Villagers in Um Al-Khair have been repeatedly prevented from bringing their sheep to graze on the outskirts of the village. In one such recent incident, settlers attacked the Palestinian shepherds, and together with Israeli police and civil administration officials claimed that the village’s water infrastructure was on settler land, and threatened that the residents of Um Al-Khair would be prevented access.
Umm al-Khair is a small Bedouin herding community. Its history is woven with the history of Palestine. Its Bedouin villagers were forced to flee their ancestral lands in 1948, a forced ethnic cleansing known as the Nakba, a word in Arabic analogous to the Hebrew Shoah, both meaning catastrophe. These refugees resettled in Um Al-Khair: “the good place”.
Within meters of Um Al-Khair lies Carmel, an illegal Israeli settlement began in 1980 and 1981. Um Al-Khair is now surrounded on three sides by the settlement, described as a “green oasis that looks like an American suburb”. Meanwhile, in stark contrast, over 100 homes, many simple tin structures, have been demolished by the Israeli Army in Um Al-Khair, a village of mostly children and youth.
Um Al-Khair is a village of artists and poets, who have continually rebuilt from the ruins.
Like many nearby Palestinian communities it is threatened with complete erasure. The water network now threatened is the only source of water for the people of Um Al-Khair.

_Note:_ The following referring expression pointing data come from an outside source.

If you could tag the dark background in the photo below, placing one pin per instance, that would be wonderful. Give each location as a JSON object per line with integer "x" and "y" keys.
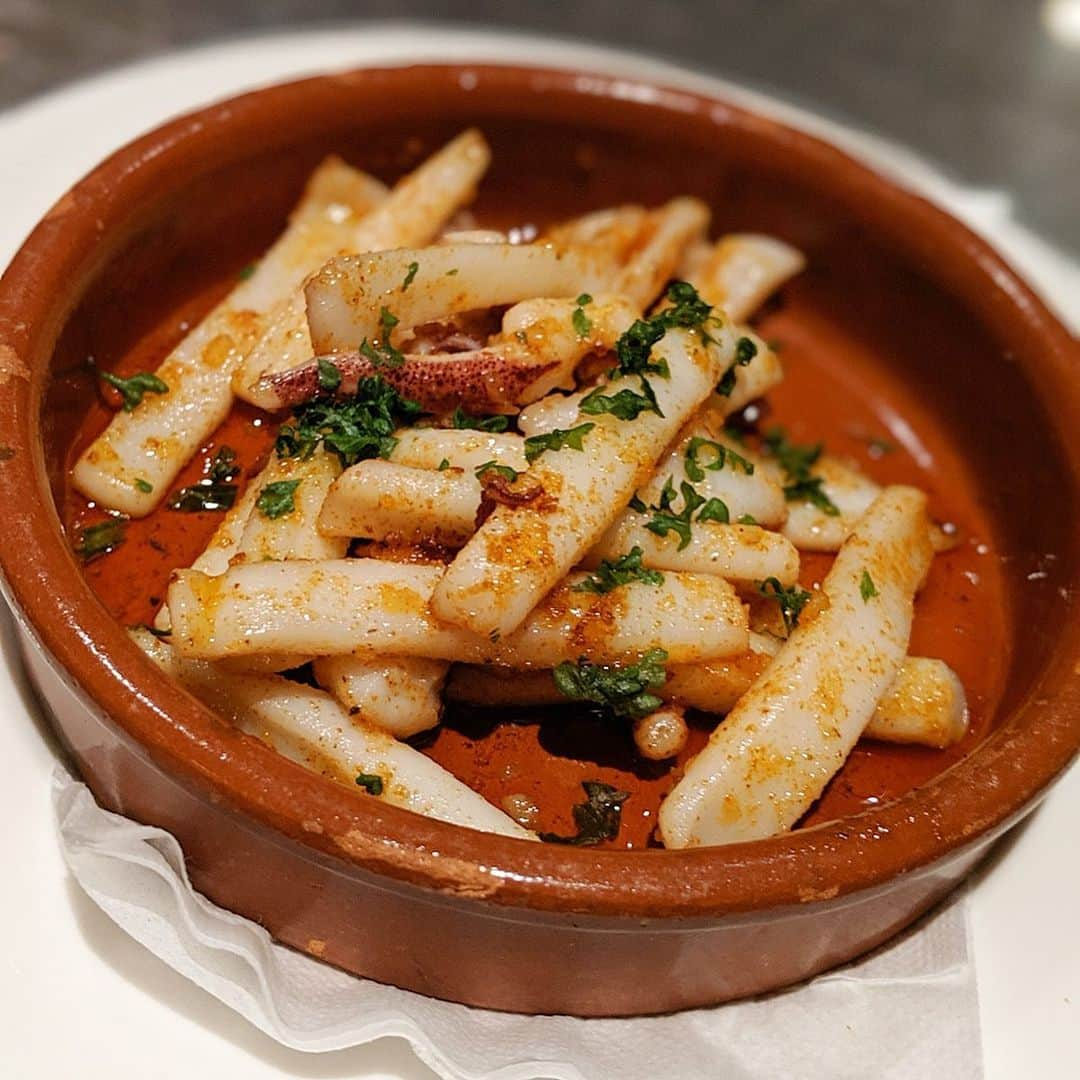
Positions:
{"x": 984, "y": 88}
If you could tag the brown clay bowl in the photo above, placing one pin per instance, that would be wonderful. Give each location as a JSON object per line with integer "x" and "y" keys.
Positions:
{"x": 446, "y": 910}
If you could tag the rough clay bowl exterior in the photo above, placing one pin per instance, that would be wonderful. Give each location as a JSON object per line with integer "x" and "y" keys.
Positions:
{"x": 453, "y": 913}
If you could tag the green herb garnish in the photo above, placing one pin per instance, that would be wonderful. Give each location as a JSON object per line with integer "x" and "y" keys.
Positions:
{"x": 611, "y": 574}
{"x": 721, "y": 455}
{"x": 556, "y": 440}
{"x": 745, "y": 351}
{"x": 687, "y": 311}
{"x": 215, "y": 491}
{"x": 370, "y": 781}
{"x": 624, "y": 689}
{"x": 329, "y": 375}
{"x": 359, "y": 428}
{"x": 797, "y": 461}
{"x": 278, "y": 499}
{"x": 134, "y": 388}
{"x": 866, "y": 588}
{"x": 462, "y": 420}
{"x": 597, "y": 819}
{"x": 665, "y": 520}
{"x": 582, "y": 325}
{"x": 792, "y": 601}
{"x": 504, "y": 471}
{"x": 102, "y": 538}
{"x": 727, "y": 382}
{"x": 625, "y": 405}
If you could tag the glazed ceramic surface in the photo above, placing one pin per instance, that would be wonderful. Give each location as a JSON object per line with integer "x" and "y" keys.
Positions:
{"x": 323, "y": 868}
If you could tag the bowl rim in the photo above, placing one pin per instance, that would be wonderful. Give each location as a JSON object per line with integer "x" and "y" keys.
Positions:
{"x": 982, "y": 794}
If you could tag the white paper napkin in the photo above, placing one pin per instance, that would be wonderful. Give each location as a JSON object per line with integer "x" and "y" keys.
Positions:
{"x": 908, "y": 1010}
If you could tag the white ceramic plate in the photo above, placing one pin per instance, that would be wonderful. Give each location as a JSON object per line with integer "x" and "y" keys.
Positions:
{"x": 79, "y": 998}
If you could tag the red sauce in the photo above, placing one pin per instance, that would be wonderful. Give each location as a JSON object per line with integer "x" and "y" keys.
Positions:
{"x": 835, "y": 390}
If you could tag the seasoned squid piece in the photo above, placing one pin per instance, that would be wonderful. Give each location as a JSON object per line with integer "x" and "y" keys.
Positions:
{"x": 787, "y": 736}
{"x": 538, "y": 349}
{"x": 395, "y": 694}
{"x": 742, "y": 270}
{"x": 521, "y": 552}
{"x": 380, "y": 500}
{"x": 309, "y": 727}
{"x": 347, "y": 297}
{"x": 435, "y": 447}
{"x": 415, "y": 211}
{"x": 131, "y": 466}
{"x": 368, "y": 607}
{"x": 925, "y": 705}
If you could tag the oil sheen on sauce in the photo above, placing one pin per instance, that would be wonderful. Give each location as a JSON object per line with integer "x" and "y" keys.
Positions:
{"x": 833, "y": 391}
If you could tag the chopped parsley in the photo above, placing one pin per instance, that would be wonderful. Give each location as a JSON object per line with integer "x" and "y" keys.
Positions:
{"x": 369, "y": 781}
{"x": 866, "y": 588}
{"x": 611, "y": 574}
{"x": 625, "y": 405}
{"x": 624, "y": 689}
{"x": 102, "y": 538}
{"x": 493, "y": 467}
{"x": 462, "y": 420}
{"x": 745, "y": 351}
{"x": 215, "y": 491}
{"x": 665, "y": 520}
{"x": 797, "y": 461}
{"x": 792, "y": 601}
{"x": 556, "y": 440}
{"x": 582, "y": 325}
{"x": 329, "y": 375}
{"x": 687, "y": 311}
{"x": 278, "y": 499}
{"x": 134, "y": 388}
{"x": 597, "y": 819}
{"x": 359, "y": 428}
{"x": 721, "y": 455}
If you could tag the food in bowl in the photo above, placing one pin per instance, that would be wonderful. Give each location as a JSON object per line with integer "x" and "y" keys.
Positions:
{"x": 515, "y": 469}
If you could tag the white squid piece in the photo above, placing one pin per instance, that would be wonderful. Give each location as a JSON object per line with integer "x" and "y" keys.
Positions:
{"x": 294, "y": 535}
{"x": 368, "y": 607}
{"x": 467, "y": 449}
{"x": 741, "y": 270}
{"x": 399, "y": 696}
{"x": 347, "y": 296}
{"x": 131, "y": 466}
{"x": 380, "y": 500}
{"x": 413, "y": 215}
{"x": 925, "y": 705}
{"x": 520, "y": 553}
{"x": 741, "y": 553}
{"x": 538, "y": 349}
{"x": 790, "y": 733}
{"x": 309, "y": 727}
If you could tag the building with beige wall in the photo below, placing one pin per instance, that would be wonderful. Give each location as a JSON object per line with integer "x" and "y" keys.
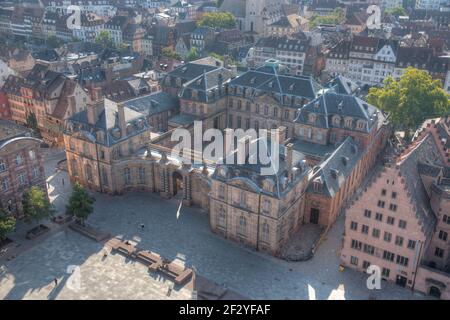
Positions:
{"x": 21, "y": 166}
{"x": 399, "y": 219}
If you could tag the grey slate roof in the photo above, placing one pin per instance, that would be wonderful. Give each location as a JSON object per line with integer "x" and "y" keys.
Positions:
{"x": 267, "y": 80}
{"x": 343, "y": 105}
{"x": 424, "y": 153}
{"x": 334, "y": 171}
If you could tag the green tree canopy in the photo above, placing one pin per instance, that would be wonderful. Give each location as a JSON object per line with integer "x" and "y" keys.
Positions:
{"x": 7, "y": 224}
{"x": 192, "y": 54}
{"x": 54, "y": 42}
{"x": 411, "y": 100}
{"x": 36, "y": 205}
{"x": 336, "y": 17}
{"x": 104, "y": 39}
{"x": 217, "y": 20}
{"x": 170, "y": 53}
{"x": 397, "y": 11}
{"x": 80, "y": 203}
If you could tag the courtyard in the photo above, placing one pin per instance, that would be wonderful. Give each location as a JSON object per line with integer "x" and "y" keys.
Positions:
{"x": 184, "y": 236}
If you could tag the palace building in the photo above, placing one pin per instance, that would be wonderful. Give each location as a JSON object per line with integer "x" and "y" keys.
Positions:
{"x": 328, "y": 141}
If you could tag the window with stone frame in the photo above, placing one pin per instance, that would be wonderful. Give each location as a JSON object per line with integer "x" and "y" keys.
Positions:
{"x": 265, "y": 233}
{"x": 5, "y": 184}
{"x": 2, "y": 165}
{"x": 74, "y": 167}
{"x": 19, "y": 160}
{"x": 88, "y": 169}
{"x": 222, "y": 218}
{"x": 105, "y": 181}
{"x": 141, "y": 175}
{"x": 242, "y": 226}
{"x": 127, "y": 176}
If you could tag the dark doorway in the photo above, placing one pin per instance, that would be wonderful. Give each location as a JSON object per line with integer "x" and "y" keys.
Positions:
{"x": 435, "y": 292}
{"x": 314, "y": 217}
{"x": 401, "y": 281}
{"x": 178, "y": 184}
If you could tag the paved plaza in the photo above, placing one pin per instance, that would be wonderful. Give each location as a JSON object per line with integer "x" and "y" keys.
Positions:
{"x": 185, "y": 237}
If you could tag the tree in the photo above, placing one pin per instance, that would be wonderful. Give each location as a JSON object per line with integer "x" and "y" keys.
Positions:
{"x": 53, "y": 42}
{"x": 170, "y": 53}
{"x": 32, "y": 123}
{"x": 104, "y": 39}
{"x": 192, "y": 54}
{"x": 80, "y": 203}
{"x": 36, "y": 205}
{"x": 411, "y": 100}
{"x": 396, "y": 11}
{"x": 336, "y": 17}
{"x": 223, "y": 20}
{"x": 7, "y": 224}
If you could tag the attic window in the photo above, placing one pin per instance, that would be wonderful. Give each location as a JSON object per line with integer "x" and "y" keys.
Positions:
{"x": 334, "y": 173}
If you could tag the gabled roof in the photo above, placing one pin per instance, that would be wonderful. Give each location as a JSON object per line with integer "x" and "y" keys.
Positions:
{"x": 330, "y": 104}
{"x": 335, "y": 170}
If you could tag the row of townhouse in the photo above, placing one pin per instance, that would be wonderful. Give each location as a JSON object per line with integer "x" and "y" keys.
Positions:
{"x": 369, "y": 60}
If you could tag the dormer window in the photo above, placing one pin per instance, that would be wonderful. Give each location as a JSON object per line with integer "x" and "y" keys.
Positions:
{"x": 349, "y": 122}
{"x": 336, "y": 121}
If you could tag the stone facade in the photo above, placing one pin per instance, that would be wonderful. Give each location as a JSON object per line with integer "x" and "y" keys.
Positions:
{"x": 399, "y": 218}
{"x": 21, "y": 166}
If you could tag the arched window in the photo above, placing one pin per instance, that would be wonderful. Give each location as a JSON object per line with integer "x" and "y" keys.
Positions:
{"x": 104, "y": 177}
{"x": 242, "y": 226}
{"x": 19, "y": 160}
{"x": 142, "y": 175}
{"x": 127, "y": 176}
{"x": 265, "y": 234}
{"x": 74, "y": 167}
{"x": 222, "y": 218}
{"x": 88, "y": 169}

In the words of one resident of the village, “I really do not understand what this damned hatred is. Why are people being fought by cutting off their water, and breaking the water network?… Water is a right for everyone… No one can live without water, so why are we always the ones who suffer? Isn’t it enough to attack us? Isn’t it enough to demolish our homes? Isn’t it enough to prevent us from obtaining electricity? Isn’t it enough to confiscate our lands? Cutting off water networks is a shameful and scandalous crime. I really wonder when the settlers will cut off our air? If they can, they will.”